Vor wenigen Tagen wurde dem scheidenden US-Präsidenten Donald Trump auf sämtlichen sozialen Internetplattformen der Saft abgedreht. Ein herber Schlag für Trump, der die Plattform Twitter zum politischen Kommunikationskanal erklärt hatte und damit zweifelsohne einen Trend setzte. Seither wurde das Medium auch für politische Entscheidungsträger in London, Paris und Berlin salonfähig.
Zwischen Trump und den sozialen Medien herrschte eine Art Hassliebe, denn wie kein anderer nutzte der US-Präsident die Netzwerke für seine politischen Botschaften und bescherte dadurch nicht nur sich, sondern auch den Unternehmen regelmäßig eine enorme Aufmerksamkeit und Abermillionen Zugriffe.
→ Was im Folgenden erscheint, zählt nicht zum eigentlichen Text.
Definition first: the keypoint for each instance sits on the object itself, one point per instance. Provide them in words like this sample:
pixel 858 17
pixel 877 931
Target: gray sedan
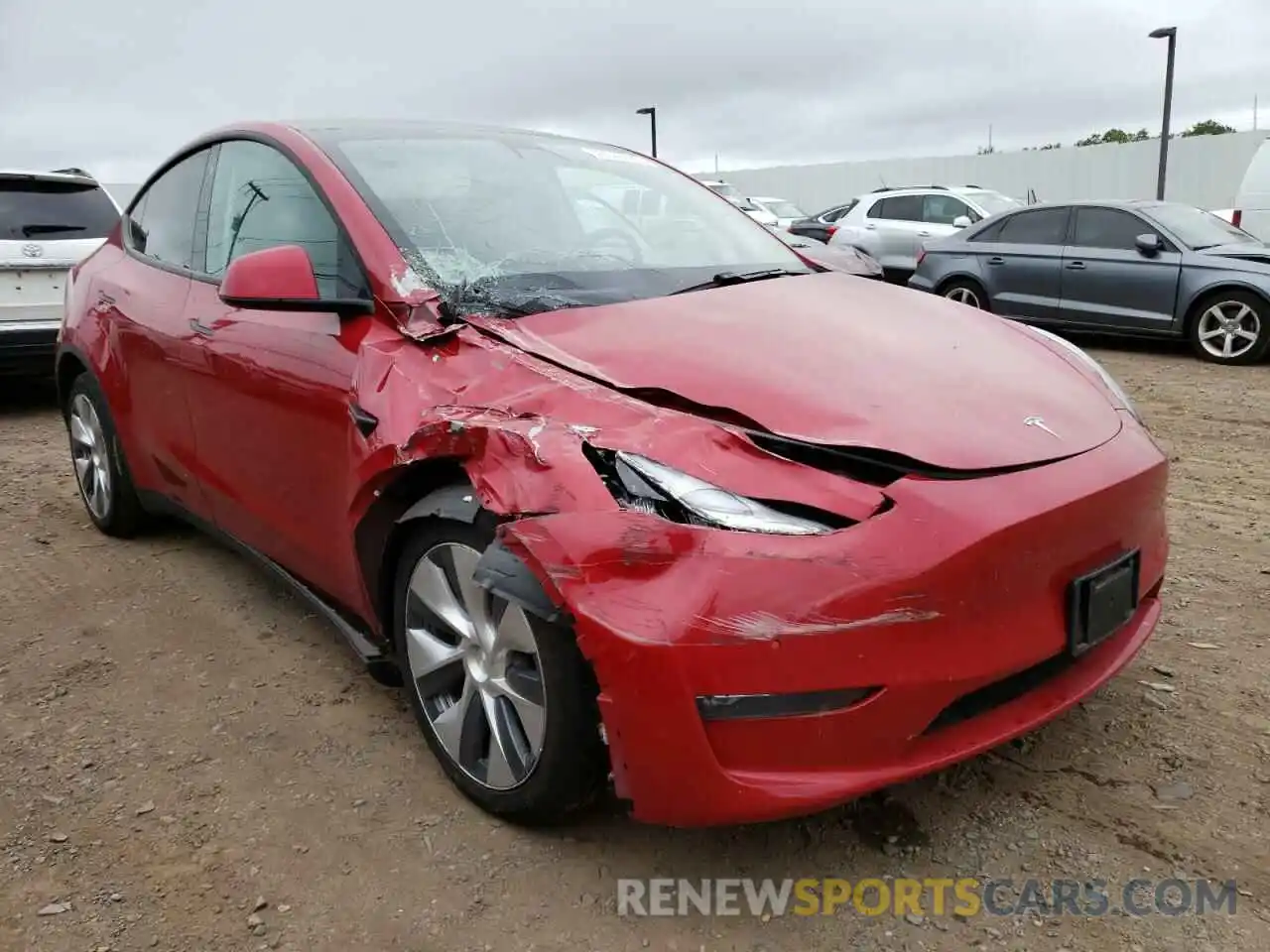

Trump verfügte auf Twitter über mehr als 88 Millionen Follower.
Nun wurde die turbulente Fernbeziehung vor wenigen Tagen einseitig beendet. Hintergrund war der Sturm von wütenden Trump-Anhängern auf das Washingtoner Kapitol. Ein tiefer Stich ins kardiovaskuläre System der US-Politik, das seither um so mehr an Herzrhythmusstörungen leidet.
Trump, so hieß es anschließend, habe nicht nur durch seine letzte Rede, sondern während seiner gesamten Laufbahn als US-Präsident durch Desinformation, das Schüren von Hass und eine bewusste (weitere) Spaltung der US-Gesellschaft zu diesem desaströsen Höhepunkt seiner Präsidentschaft beigetragen. Zudem bestand Trump in dem Video darauf, dass es bei der US-Präsidentschaftswahl nicht mit rechten Dingen zugegangen sei.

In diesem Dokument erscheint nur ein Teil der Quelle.